Lobatse High Court judge Key Dingake is on the 29 of April, 2009 expected to hear an appeal by Elvidges Mhlauli, the former Permanent Secretary in the then Ministry of Lands and Housing.
Mhlauli is appealing against a seven-year imprisonment for knowingly making a false affidavit brought before him.
In his appeal papers, prepared on his behalf by advocate Francois Van Zyl, assisted by Reuben Lekorwe, Mhlauli says that on the charge of abuse of office, by allegedly preferring one Eddie Norman in place of one Kadimo Oremeng, an accomplice witness, in the allocation of plot 54520 in Gaborone, he honestly and genuinely believed that Gaborone Chief Magistrate Lot Moroka committed an error in his findings that the savingram, which he had sent to the then Director of Lands, Victor Rantshabeng, said that he was following the directions of the Minister on how to handle the matter in respect of allocation to Eddie Norman.

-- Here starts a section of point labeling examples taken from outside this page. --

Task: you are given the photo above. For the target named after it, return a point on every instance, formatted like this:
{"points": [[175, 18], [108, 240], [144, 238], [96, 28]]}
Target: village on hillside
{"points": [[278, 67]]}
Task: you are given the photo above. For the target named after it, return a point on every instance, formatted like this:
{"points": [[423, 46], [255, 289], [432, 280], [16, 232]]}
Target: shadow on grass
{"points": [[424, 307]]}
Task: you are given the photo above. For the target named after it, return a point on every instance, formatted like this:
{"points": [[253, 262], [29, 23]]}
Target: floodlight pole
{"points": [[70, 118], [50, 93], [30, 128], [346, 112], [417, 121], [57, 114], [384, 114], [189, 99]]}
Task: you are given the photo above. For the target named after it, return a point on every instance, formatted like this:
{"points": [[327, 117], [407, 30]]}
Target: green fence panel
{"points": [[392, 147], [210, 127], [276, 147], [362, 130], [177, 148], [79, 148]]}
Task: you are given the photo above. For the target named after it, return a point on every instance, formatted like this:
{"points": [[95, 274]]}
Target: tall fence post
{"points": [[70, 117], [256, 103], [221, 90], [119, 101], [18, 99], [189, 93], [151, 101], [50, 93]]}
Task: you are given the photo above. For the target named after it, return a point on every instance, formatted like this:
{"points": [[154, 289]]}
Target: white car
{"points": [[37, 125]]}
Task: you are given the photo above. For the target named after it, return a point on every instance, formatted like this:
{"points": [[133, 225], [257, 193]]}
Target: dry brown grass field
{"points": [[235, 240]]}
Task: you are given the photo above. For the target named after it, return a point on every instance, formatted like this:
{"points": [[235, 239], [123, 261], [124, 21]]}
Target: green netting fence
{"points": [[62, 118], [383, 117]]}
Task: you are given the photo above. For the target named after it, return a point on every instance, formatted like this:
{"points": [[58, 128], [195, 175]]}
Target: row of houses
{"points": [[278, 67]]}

He further says that the Chief Magistrate committed an error in treating the evidence of Rantshabeng merely as official position but failed to make a finding of fact as to whether or not it was.
Mhlauli contends that Oremeng, the accomplice witness, appears to have complained to the Minister sometime in May 2000 about this very same piece of land that was allocated to Norman after he had left the public service.
Further he says:
– That Rantshabeng was called by the state as a witness and that his evidence before Court in the form of a submitted document marked “EM5” exonerated him as it was written in his absence, which means, he says, the issues raised by Rantshabeng were common cause that at the time he directed that Norman be given a plot east of Game, Oremeng had a pending application through a company known as KOVK Pty LTD and that this was known to everyone in the Department.
– That he believes that an Appeal Court might find that he neither abused the authority of his office nor were Oremeng‘s rights prejudiced by his conduct in so far as he benefited under KOVK PTY LTD.
– That he honestly and genuinely believes that the evidence of Rantshabeng was critical in so far as it showed not only his thinking at the time but that of the Department as a whole, namely that Oremeng would not be allowed to benefit twice and that such document was written months after he had left the public service as it was written on 19 July, 2000.
On Count Three, in which he was convicted for having knowingly made a false affidavit, Mhlauli submitted that he believes that Chief Magistrate Moroka was wrong in finding that the document styled confirmatory affidavit was, in fact, an affidavit when there is no evidence adduced in Court that he had taken an oath and swore to such document.